Child’s death in a car is a reminder our human mind needs guidelines

By Tran Van Phuc   August 7, 2019 | 07:18 pm PT
The tragic recent death of a Hanoi schoolboy opens our eyes to the blind spots in the brain and memory. But proper protocols and guidelines can help minimize these inherent flaws.
Tran Van Phuc

Tran Van Phuc

The six-year-old boy died on his second day to school. He was abandoned in a school bus on a Hanoi summer day. In his final moments he was all alone.

The boy’s death was certainly tragic. The ones responsible for abandoning him would have to face their own guilt apart from the legal consequences and the social repercussions of their action, or, rather, inaction. But the boy didn’t have to die if only we knew a little better.

Most people would not think they could forget a living being, much less a human child, in a car in the middle of a hot summer day.

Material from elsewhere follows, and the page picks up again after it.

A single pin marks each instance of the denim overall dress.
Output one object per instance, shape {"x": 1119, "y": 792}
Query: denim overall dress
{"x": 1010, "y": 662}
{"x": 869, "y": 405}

It is exactly this presumption that left everyone in shock when news of the boy’s death broke on Tuesday.

Yet, cases of parents forgetting their own children in cars are more common than you think. Many are fatal even.

One child dies in Canada every year due to being left behind in a car without their parents knowing.

Over 800 kids met the same fate between 1998 and 2018 in the U.S. The figure so far this year is 26.

People often do not realize how fast heat can build up in cars and make them deadly contraptions, and that is even more relevant when it comes to children. With less skin surface areas than adults, kids produce less sweat than adults under the same conditions, meaning they cool themselves down less efficiently. If left in a car, a child’s body temperature will rise three to five times faster than an adult’s.

At 40 degrees Celsius, normal organ processes are disrupted. Another degree triggers symptoms similar to that of a sunstroke, while two degrees more could result in a heatstroke, a potentially deadly condition if not treated in time.

Last May the University of California in the U.S. published a research on how fast a car could heat up in hot weather. Six cars were experimented on at 35 degrees Celsius, the same temperature recorded in Hanoi’s Cau Giay District on Tuesday, where the boy died.

When exposed directly to the sun, temperatures in the cars reached 47 degrees Celsius within an hour. That temperature would cause deadly heat stroke to a 2-year-old child left in the car. Under the shade it would take two hours.

Another experiment by the San Francisco State University also in the U.S. found that cars do not fare better even in cool weather. A car even with windows slightly opened in 21 degrees Celsius heated up to 45 degrees in an hour and 49 degrees in two.

A bus belonging to the Gateway International School in Hanoi picks up students. Photo by VnExpress/Giang Huy.

A bus belonging to the Gateway International School in Hanoi picks up students. Photo by VnExpress/Giang Huy.

I saw a U.S. report on children’s deaths in locked cars every year since 1998, and found that most of the time it was the parents’ fault. They included teachers, doctors, dentists, social workers, police officers, even rocket scientists.

According to David Diamond, a professor in cognitive neuroscience at the University of South Florida, the problem we are dealing with has to do with the human mind and memory.

When we perform actions that are familiar and repetitive to us, our brains go into autopilot, which allow us to perform those actions without conscious thought.

Such a process can normally be useful, but when one is stressed or tired, that ‘autopilot mode’ becomes much less accurate since the brain’s analytical, planning and critical capabilities are reduced.

Despite the wonder that is the human brain, our memories are anything but perfect. While a brain can juggle many different tasks at once under normal circumstances, even a partial loss of that multi-tasking capability can result in someone forgetting even the most important things. Even their own children.

To prevent such tragedies, parents could learn to remember their children’s presence by putting personal items such as bags or phones next to the children, or, alternatively, put the children’s belongings in a place they will definitely see before getting off.

And always, always remember to double-check your cars before leaving.

People sending young children to school should establish a commucation system so they can inform the school when their kids fail to show up to class.

As for schools, especially those which transport their students in their own vehicles, they should have proper protocols and guidelines for teachers, drivers and even parents to make sure every child is safe and accounted for throughout the transportation process.

Failure to do so could cost us more innocent lives.

*Tran Van Phuc is a doctor at St. Paul Hospital in Hanoi. The opinions expressed are his own.